Foncier agricole : se poser les bonnes questions avant d’acheter
Pouvoir acheter du foncier est une chance. Mais c’est aussi un projet qui peut peser sur votre trésorerie au quotidien. Comment se décider ? Des experts répondent.
Pouvoir acheter du foncier est une chance. Mais c’est aussi un projet qui peut peser sur votre trésorerie au quotidien. Comment se décider ? Des experts répondent.
Lorsque des terres sont à vendre dans leur secteur, les agriculteurs sont souvent nombreux à se positionner. Les offres de la Safer pour des terres de labour bien situées croulent sous les candidatures. Mais à quelles conditions se positionner et, surtout, à quel prix ? Passage en revue des questions à se poser et des calculs à effectuer avant de se lancer.
Pour un agriculteur en place, l’achat d’une parcelle revient à substituer le paiement d’un loyer par le règlement d’une annuité. « Quand on peut acheter du foncier, c’est toujours une bonne nouvelle, rappelle Cyril Dannoux, conseiller en gestion de patrimoine au Cerfrance Bourgogne Franche-Comté. Il faut étudier la possibilité d’acheter et voir ce que l’opération rapporte. Tout le monde n’a pas la chance d’avoir un bailleur qui frappe à sa porte pour vous proposer d’acheter son bien. » C’est en effet l’opportunité de maîtriser le socle de l’exploitation et sécuriser son activité : à la fin, on est propriétaire du bien, ce qui n’est pas le cas lorsque l’on est locataire.
La comparaison économique des deux situations s’impose toutefois. Le titulaire du bail paie un loyer annuel et une quote-part de taxe foncière sur le foncier non-bâti. En achetant, il faut évaluer le montant de l’annuité d’emprunt et le montant de la totalité de la taxe foncière. « L’annuité excède souvent le fermage et cela va nécessiter un effort de trésorerie supplémentaire, c’est évident », signale Yvon Verson, expert foncier agricole.
Ne pas dégrader les capacités de financement
Jouer sur les durées et les montants d’emprunt permet de trouver le niveau d’effort le plus adapté. Mais même sur une durée longue, l’annuité restera importante. « Si on compare la location d’un hectare à 180 euros net (fermage + 50 % TFNB) à l’achat du même hectare à 10 000 euros via un emprunt sur 12 ans au taux de 1,8 % assurances comprises, l’annuité est de 934 euros par an », détaille Yvon Verson.

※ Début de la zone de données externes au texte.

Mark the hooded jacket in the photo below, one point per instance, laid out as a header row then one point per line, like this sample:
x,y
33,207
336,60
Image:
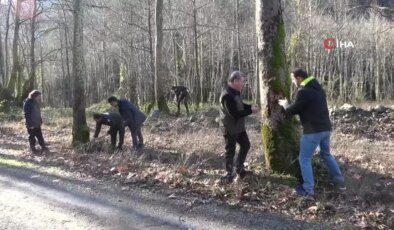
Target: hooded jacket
x,y
32,112
311,105
132,116
233,111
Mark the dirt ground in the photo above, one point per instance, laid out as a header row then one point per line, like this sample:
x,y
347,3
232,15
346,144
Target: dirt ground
x,y
185,155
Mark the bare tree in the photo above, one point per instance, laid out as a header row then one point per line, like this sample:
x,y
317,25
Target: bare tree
x,y
159,70
80,128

L’effort de trésorerie sera de 784 euros par hectare et par an. De quoi vite tirer la langue : c’est plus de deux fois l’EBE moyen d’une exploitation de grandes cultures.
Allonger la durée de remboursement va permettre de limiter l’impact financier de l’opération. Cet allongement aura un coût modéré vu les niveaux des taux d’intérêt. Sur 18 ans, l’effort de trésorerie diminue à 477 euros/ hectare. Sur 25 ans, l’annuité sera de 494 euros/hectare, soit un effort de trésorerie de 344 euros/hectare, qui couvre ici l’EBE. « L’acquisition n’est envisageable que si l’entreprise dégage du cash par ailleurs ou si de l’épargne est disponible pour diminuer le montant emprunté », résume Yvon Verson.
La part des parcelles dans la SAU joue aussi : acheter 20 % de sa surface est plus réaliste que d’en acheter la totalité. « Un investissement réalisé au détriment des capacités de financement de l’entreprise n’est pas souhaitable », met en garde Cyril Dannoux.
Dans tous les cas, un tel projet n’est pas à la portée d’un jeune installé. Pas tout seul en tout cas. Dans ce cas, la priorité doit être de se constituer un fonds de roulement. « Il est possible de réaliser des montages juridiques et financiers intéressants qui impliquent l’exploitant et des membres de sa famille, suggère Cyril Dannoux. Ces derniers trouvent un intérêt patrimonial dans la détention de terres agricoles. »
Pour un agriculteur en fin de carrière qui céderait à un tiers, c’est le seul moyen de ne pas dévaloriser son potentiel de cession. Pour un futur retraité, c’est aussi un actif qui va générer un revenu non négligeable, équivalent à un rendement de 1 à 2 % nets d’impôts.
Au-delà d’un rapide calcul, pour tout projet, la réalisation d’un prévisionnel est impératif et votre interlocuteur bancaire vous le réclamera ! Votre conseiller d’entreprise est là pour cela, surtout s’il a une fibre « patrimoine ».